November 23rd Hajime Kawahara

We try to fit an emission spectrum model to the mock data in which many
methane lines exist. This situation mocks a T-type brown dwarf.

.. code:: ipython3

    import pandas as pd
    import numpy as np
    import matplotlib.pyplot as plt
    import jax.numpy as jnp

Load the mock data generated by “Forward Modeling of an Emission
Spectrum using the PreMODIT Cross Section”. If you do not have the data,
try “Forward Modeling of an Emission Spectrum using the PreMODIT Cross
Section” first.

.. code:: ipython3

    dat=pd.read_csv("spectrum_ch4_high.txt",delimiter=",",names=("wav","flux"))

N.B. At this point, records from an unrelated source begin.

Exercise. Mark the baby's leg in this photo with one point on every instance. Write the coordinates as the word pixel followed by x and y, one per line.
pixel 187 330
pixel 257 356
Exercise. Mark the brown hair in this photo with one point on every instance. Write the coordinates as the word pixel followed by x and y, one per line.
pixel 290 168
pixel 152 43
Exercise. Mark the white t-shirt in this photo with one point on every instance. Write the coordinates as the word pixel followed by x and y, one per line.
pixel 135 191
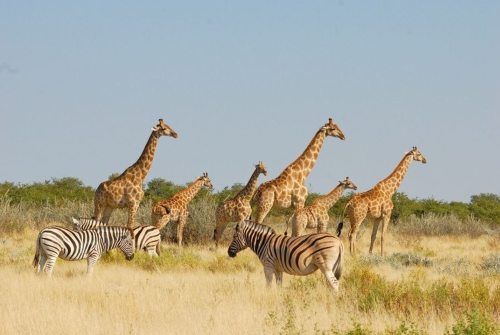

Inject an additional Gaussian noise into the spectrum

.. code:: ipython3

    wavd=dat["wav"].values[30:-30]
    flux=dat["flux"].values[30:-30]
    nusd=jnp.array(1.e8/wavd[::-1]) #wavenumber
    sigmain=0.1
    norm=1000
    nflux=flux/norm+np.random.normal(0,sigmain,len(wavd))
    plt.figure(figsize=(10,3))
    plt.plot(wavd[::-1],nflux)





.. parsed-literal::

    [<matplotlib.lines.Line2D at 0x7f7e6c0bf070>]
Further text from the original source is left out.